This library is a curated collection of AI prompts, system instructions, and frameworks. It serves as a resource for understanding and applying principles of prompt engineering and context design for large language models.
The library is organized into the following directories:
Foundational methodologies for structuring AI behavior and reasoning.
- Core Principles Framework: A foundational framework for defining model identity, purpose, and evidence-based reasoning.
- COT Prompt Framework: A dynamic problem-solving framework that uses Chain-of-Thought reasoning with reflection and reward scoring.
- Creativity & Inspiration Core Principles Framework: A framework for fostering creative and inspiring AI outputs through divergent thinking and playful exploration.
- Dynamic COT PCPSPβv1.0 Revised: A specialized problem-solving protocol for Python community issues, emphasizing strategic analysis and probabilistic modeling.
- PFPSO Framework for Context Engineering: A universal framework for transforming AI models into specialized reasoning systems through five core stages (Principle, Formulation, Protocol, Standards, Outcome).
Detailed directives that define the internal behavior of AI agents.
- System Instructions Authoring Reviewing Expert - CPF: A dual-expert persona for creating and evaluating system instructions with a focus on scholarly rigor and evidence-based directives.
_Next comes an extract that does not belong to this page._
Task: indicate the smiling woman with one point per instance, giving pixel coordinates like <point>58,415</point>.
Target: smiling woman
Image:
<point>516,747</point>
- System Instructions Authoring Reviewing Expert: A dual-expert persona for crafting and reviewing system instructions, emphasizing structure, clarity, and alignment with application goals.
Templates and role definitions for interacting with AI models.
- AI Prompt-Context Engineer Role: Defines the role and responsibilities of an AI Prompt/Context Engineer, including best practices for prompt construction, context management, and ethical considerations.
This library aims to provide practical, well-defined artifacts that can guide the creation of effective and robust AI interactions. It emphasizes clarity, precision, and structured thinking in prompt and system instruction design.
The documents in this library are intended to be used as references or templates. You can adapt the frameworks and principles to your specific needs when designing prompts or defining AI agent behavior. They are particularly useful for:
- AI researchers and developers working on prompt engineering.
- Practitioners looking to create consistent and reliable AI agent behaviors.
- Anyone interested in the foundational elements of effective human-AI interaction.
This is a living library. Files may be updated, refined, or expanded over time as practices and understanding evolve.
This library builds upon and adapts concepts from various sources within the AI and software development communities.